At every training sample size, the pretrained embedding model performs marginally better than the embedding model. The pretrained model appears to perform slightly better, despite the tiny variations, indicating that even with fewer training datasets, employing pretrained embeddings is advantageous.

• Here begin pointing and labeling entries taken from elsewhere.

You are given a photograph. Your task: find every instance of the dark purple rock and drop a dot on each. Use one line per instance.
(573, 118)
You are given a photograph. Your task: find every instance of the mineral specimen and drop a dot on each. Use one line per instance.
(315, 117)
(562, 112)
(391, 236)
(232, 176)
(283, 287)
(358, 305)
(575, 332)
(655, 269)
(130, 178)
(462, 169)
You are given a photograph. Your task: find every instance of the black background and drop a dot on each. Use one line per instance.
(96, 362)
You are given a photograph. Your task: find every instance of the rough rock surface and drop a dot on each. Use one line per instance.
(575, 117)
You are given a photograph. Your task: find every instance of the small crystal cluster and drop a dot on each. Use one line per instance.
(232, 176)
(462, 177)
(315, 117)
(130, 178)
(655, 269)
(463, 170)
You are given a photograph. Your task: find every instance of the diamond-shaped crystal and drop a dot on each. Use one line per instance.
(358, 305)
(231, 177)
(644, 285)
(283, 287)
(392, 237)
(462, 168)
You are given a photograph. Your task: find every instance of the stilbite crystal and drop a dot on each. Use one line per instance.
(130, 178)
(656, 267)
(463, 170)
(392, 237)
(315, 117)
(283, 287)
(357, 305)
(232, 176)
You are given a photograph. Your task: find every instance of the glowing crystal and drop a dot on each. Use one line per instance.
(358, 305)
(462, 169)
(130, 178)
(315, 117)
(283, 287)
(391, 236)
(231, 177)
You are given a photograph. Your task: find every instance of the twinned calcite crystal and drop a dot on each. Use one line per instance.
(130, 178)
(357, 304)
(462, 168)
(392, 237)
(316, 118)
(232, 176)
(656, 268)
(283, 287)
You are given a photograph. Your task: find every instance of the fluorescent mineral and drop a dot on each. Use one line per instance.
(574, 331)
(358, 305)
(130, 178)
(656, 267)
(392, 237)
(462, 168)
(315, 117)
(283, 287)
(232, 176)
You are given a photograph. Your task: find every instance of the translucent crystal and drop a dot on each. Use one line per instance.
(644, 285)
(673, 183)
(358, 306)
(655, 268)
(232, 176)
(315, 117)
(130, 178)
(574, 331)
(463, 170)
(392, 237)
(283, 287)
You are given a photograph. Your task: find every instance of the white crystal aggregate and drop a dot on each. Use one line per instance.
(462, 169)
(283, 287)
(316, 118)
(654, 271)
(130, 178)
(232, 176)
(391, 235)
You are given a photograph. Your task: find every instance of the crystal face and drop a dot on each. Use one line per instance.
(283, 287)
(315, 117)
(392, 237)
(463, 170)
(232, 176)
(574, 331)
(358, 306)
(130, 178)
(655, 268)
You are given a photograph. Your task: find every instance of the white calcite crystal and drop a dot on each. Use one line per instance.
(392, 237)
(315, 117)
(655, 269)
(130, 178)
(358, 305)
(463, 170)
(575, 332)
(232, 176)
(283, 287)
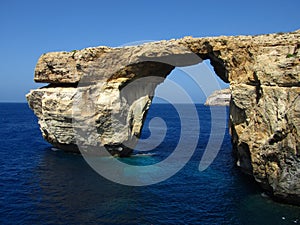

Performance trend based on different training size for pretrained model

100 samples: Pretrained model accuracy = 0.5346

500 samples: Pretrained model accuracy = 0.5376

1000 samples: Pretrained model accuracy = 0.5405

2000 samples: Pretrained model accuracy = 0.5405


The pretrained model’s accuracy increases slightly as you go from 100 to 1000 samples but then stabilizes at 2000 samples (no further increase in accuracy from 1000 to 2000).
For the pretrained model, you get a stable accuracy of 0.5405 starting from 1000 samples, and there's no noticeable improvement with more samples (2000).


Best choice: 1000 samples seems to be a good compromise. The accuracy is relatively high, and adding more samples (up to 2000) doesn't provide significant improvement.